Children's Hospital Los Angeles (CHLA) has reached a significant milestone, celebrating its 100th retinal gene therapy procedure. Since 2018, the Vision Center at CHLA, led by Aaron Nagiel, MD, PhD, has been utilizing gene therapy to treat patients with Leber congenital amaurosis (LCA). CHLA was the first center on the West Coast to administer Luxturna, a gene therapy approved by the FDA in 2017 for this condition.
Impact of Gene Therapy on Vision Restoration
Dr. Nagiel shared insights into the transformative impact of restoring vision through gene therapy. He noted that some patients experience significant improvements within the first week, observing things they had never seen before. Examples include patients being able to distinguish fish in a fish tank or noticing birds and clouds for the first time. These improvements highlight the profound effect of gene therapy on patients' quality of life.

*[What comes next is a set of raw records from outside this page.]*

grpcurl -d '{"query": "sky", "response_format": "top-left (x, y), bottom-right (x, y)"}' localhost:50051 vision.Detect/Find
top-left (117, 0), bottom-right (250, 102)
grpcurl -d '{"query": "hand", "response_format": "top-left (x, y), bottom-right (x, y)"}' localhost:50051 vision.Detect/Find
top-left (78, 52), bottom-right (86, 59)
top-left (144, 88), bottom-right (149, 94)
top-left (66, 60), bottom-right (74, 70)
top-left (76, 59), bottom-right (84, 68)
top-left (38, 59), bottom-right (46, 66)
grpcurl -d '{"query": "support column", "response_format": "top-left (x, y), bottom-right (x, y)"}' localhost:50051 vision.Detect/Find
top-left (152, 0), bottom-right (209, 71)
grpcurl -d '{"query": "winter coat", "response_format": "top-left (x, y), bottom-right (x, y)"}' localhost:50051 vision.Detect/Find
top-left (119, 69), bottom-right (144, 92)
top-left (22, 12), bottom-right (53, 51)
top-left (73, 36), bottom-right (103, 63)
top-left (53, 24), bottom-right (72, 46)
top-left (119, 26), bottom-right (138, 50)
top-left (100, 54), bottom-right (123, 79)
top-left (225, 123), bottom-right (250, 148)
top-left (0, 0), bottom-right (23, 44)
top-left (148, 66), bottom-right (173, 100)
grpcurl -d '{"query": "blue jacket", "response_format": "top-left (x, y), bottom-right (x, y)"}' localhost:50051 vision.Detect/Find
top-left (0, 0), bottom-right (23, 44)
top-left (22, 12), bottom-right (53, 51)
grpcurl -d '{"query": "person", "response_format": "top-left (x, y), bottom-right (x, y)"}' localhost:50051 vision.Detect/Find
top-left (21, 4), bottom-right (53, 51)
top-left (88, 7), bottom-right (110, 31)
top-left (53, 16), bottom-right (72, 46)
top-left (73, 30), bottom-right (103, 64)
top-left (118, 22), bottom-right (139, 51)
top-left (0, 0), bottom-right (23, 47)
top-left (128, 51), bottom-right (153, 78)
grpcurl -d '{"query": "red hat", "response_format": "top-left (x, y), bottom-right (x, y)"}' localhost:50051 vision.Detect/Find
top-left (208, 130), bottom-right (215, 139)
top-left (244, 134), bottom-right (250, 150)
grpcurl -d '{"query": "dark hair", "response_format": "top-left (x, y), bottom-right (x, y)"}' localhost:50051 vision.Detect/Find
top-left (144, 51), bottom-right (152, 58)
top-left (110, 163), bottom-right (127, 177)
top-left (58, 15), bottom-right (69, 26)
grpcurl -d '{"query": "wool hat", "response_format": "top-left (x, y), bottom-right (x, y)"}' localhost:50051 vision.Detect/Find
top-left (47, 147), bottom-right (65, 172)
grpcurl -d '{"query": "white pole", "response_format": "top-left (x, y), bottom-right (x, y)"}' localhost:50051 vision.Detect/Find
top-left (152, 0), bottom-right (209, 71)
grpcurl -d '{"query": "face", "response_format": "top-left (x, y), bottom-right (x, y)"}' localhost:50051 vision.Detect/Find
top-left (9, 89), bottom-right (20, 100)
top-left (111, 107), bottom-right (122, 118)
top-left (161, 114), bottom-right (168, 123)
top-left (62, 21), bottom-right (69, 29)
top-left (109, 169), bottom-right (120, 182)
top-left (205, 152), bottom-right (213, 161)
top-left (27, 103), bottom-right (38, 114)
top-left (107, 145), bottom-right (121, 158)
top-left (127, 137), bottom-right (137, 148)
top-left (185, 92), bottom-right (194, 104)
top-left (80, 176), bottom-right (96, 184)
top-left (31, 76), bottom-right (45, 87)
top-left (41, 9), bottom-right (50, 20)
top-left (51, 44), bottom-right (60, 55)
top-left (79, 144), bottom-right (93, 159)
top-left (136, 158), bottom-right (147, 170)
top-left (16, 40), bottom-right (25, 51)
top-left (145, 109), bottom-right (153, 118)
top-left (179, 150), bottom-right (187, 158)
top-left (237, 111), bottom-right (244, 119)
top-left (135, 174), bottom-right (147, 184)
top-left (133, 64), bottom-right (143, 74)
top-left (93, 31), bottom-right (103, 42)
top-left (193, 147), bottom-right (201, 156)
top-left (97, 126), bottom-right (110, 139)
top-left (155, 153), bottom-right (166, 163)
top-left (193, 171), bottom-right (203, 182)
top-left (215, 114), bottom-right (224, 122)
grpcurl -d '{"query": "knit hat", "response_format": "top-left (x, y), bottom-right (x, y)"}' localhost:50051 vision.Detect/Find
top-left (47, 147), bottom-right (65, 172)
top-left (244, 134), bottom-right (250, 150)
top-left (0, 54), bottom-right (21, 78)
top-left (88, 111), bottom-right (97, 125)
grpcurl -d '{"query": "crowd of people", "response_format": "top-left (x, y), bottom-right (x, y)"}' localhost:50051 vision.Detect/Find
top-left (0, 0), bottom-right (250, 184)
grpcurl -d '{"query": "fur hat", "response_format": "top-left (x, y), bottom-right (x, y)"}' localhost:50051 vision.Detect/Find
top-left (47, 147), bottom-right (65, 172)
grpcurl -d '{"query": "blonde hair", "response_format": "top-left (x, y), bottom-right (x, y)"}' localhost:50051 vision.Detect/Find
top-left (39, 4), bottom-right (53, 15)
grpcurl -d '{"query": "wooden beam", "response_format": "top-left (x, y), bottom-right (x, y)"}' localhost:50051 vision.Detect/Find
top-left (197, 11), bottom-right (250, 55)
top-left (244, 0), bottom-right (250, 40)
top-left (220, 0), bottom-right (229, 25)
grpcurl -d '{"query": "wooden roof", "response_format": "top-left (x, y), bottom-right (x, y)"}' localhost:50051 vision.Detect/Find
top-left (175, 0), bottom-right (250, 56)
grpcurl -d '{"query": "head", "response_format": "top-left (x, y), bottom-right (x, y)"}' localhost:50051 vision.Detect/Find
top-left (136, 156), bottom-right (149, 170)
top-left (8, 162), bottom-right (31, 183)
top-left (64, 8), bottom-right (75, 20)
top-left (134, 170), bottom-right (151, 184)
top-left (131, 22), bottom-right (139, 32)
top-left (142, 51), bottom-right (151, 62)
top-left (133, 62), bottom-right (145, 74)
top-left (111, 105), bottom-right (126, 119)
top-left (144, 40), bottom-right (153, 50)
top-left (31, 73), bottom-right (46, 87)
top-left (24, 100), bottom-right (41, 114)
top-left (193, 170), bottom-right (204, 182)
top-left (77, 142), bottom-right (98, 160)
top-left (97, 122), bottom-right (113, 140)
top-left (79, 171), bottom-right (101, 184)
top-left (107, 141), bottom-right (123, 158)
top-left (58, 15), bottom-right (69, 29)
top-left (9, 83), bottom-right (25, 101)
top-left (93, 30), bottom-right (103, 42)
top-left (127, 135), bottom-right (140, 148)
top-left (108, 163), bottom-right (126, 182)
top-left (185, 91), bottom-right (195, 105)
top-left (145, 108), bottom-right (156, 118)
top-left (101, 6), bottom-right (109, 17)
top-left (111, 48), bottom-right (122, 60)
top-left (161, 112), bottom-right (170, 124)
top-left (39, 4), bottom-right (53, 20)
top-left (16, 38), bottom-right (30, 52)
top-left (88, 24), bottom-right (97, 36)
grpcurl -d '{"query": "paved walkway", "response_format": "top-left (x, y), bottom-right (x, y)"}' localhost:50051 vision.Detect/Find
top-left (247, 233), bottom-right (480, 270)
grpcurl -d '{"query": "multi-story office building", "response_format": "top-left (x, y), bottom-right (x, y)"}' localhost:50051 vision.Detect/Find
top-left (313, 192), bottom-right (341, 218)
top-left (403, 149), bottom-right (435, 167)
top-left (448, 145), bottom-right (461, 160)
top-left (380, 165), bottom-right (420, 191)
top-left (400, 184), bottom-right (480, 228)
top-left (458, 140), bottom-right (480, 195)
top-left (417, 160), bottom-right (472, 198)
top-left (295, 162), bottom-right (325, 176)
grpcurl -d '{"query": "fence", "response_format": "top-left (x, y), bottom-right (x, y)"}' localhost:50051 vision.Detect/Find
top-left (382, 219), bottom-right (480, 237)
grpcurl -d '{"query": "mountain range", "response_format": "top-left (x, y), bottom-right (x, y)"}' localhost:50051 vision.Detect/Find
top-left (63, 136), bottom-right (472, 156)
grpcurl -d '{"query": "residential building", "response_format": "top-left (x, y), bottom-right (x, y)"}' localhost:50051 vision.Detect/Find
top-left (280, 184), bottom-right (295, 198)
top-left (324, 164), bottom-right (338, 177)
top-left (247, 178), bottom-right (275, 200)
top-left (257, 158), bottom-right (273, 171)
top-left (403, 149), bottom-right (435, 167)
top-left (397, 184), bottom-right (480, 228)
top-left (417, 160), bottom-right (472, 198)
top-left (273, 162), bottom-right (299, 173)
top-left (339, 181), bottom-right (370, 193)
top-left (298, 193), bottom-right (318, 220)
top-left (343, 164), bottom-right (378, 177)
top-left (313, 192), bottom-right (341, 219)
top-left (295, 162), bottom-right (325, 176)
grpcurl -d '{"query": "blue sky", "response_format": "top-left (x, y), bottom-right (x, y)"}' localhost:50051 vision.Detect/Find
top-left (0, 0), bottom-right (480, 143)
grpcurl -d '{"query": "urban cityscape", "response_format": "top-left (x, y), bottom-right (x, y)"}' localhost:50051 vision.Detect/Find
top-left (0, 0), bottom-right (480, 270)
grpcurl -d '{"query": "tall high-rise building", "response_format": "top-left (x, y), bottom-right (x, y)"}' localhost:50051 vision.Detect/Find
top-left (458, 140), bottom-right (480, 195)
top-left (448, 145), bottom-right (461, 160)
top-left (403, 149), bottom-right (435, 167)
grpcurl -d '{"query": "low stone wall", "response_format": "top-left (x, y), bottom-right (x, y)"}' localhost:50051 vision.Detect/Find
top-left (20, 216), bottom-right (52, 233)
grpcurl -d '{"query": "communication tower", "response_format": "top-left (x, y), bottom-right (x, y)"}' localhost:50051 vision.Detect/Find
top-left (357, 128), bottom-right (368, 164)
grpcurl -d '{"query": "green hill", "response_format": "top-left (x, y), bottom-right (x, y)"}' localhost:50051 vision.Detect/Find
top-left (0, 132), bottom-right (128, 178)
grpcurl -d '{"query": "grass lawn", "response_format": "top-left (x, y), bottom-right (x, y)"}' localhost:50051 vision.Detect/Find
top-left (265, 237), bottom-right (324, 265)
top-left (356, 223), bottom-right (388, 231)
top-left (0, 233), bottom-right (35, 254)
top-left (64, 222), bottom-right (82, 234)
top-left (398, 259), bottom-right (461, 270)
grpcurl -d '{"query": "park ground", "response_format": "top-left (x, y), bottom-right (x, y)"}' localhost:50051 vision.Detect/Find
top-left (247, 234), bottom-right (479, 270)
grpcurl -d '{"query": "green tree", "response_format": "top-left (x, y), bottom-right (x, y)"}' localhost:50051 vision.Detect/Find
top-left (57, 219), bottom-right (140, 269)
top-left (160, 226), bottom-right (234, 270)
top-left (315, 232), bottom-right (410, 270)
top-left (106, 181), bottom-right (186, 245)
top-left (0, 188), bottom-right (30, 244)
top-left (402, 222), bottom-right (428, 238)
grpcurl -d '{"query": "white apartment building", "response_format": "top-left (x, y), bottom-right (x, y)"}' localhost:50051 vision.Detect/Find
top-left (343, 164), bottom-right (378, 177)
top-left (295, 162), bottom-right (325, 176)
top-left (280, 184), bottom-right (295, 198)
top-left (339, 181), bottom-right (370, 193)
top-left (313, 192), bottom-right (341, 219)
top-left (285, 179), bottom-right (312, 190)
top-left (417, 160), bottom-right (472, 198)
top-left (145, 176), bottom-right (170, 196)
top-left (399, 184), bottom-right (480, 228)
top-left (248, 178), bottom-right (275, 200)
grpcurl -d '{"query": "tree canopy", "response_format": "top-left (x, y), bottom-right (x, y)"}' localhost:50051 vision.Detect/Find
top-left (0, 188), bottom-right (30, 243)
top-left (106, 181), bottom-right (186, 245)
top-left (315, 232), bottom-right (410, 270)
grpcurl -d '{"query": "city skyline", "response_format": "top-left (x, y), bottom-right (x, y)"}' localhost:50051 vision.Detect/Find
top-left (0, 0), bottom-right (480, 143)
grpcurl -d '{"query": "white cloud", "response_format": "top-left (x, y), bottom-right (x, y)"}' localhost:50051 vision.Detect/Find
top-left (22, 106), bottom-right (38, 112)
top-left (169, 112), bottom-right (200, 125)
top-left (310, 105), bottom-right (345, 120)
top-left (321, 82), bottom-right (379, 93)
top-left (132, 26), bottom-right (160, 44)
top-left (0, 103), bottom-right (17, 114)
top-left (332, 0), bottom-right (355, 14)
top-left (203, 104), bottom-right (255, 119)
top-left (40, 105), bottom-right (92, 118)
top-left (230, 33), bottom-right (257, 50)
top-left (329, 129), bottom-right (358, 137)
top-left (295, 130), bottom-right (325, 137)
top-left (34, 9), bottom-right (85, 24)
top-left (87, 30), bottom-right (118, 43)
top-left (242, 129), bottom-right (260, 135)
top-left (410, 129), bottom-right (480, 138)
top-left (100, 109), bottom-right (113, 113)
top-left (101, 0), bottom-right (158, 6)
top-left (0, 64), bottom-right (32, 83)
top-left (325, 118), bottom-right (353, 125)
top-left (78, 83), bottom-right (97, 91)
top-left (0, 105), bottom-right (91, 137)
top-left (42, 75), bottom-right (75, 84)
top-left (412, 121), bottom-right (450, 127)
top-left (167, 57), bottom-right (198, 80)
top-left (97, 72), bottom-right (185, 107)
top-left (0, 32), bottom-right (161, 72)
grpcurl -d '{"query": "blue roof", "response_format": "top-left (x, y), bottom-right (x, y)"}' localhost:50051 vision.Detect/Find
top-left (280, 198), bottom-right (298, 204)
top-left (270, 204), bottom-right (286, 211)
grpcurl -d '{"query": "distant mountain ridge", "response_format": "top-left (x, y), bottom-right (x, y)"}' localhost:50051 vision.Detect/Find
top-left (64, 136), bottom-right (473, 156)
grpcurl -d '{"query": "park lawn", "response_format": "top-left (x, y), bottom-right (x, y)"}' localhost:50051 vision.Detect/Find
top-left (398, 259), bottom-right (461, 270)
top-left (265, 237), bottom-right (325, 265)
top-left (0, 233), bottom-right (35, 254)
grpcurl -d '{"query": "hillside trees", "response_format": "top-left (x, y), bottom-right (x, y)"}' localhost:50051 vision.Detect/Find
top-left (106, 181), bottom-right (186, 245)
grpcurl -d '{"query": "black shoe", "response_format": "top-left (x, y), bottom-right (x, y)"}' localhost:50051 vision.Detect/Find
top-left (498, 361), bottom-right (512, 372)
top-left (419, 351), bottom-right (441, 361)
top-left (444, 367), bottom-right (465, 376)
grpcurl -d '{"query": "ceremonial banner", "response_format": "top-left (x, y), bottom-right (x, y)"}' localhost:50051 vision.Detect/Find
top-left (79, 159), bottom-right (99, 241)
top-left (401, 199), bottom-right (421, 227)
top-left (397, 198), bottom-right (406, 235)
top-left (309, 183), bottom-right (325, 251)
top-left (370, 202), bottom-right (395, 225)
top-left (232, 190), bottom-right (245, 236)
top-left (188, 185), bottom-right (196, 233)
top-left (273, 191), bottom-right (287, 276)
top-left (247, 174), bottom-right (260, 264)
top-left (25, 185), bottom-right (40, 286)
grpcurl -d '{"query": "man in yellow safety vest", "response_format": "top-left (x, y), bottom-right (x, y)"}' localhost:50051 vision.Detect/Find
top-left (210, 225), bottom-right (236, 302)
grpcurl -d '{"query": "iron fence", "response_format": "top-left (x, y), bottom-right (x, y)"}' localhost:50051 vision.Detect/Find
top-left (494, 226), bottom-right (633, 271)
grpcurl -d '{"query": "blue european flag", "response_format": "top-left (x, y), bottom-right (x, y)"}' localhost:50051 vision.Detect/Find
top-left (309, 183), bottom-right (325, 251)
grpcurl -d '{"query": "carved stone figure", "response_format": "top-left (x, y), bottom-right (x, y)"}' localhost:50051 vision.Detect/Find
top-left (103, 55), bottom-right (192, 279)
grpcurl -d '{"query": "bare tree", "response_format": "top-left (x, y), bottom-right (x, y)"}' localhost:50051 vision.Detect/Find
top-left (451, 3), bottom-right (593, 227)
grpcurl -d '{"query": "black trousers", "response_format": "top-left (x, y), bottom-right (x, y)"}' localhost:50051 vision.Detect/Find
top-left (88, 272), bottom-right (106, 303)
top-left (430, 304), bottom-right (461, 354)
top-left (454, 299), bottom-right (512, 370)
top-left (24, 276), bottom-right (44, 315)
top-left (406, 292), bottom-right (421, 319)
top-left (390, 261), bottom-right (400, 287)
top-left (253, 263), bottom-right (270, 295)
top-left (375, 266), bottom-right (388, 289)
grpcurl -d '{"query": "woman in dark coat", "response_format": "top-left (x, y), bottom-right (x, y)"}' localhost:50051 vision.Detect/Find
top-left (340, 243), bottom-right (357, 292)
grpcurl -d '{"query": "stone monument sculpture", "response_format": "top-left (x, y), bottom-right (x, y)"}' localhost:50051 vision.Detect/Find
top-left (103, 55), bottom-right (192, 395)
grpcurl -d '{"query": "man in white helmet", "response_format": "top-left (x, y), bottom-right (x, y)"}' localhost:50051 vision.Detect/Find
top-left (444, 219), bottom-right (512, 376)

Patient Selection and Screening Process
CHLA employs a rigorous screening process to determine patient eligibility for Luxturna treatment. According to Dr. Nagiel, patients must be older than 12 months and possess mutations in both copies of the RPE65 gene. The hospital's Center for Personalized Medicine plays a crucial role in this screening process, leveraging in-house genomic and molecular pathology support. This is particularly important because over 300 genes can cause retinal degenerations, necessitating precise identification of the specific form of LCA before treatment.
The Future of Gene Therapy for Retinal Diseases
Looking ahead, Dr. Nagiel commented on the future of gene therapy, emphasizing the importance of early diagnosis and treatment. CHLA continues to recruit participants for clinical trials aimed at advancing gene therapy treatments. The goal is to identify and treat patients with retinal diseases in childhood, ensuring life-changing vision improvements for their entire lives. With advancements in diagnostics and treatment, the need to treat adults with these conditions may eventually be eliminated.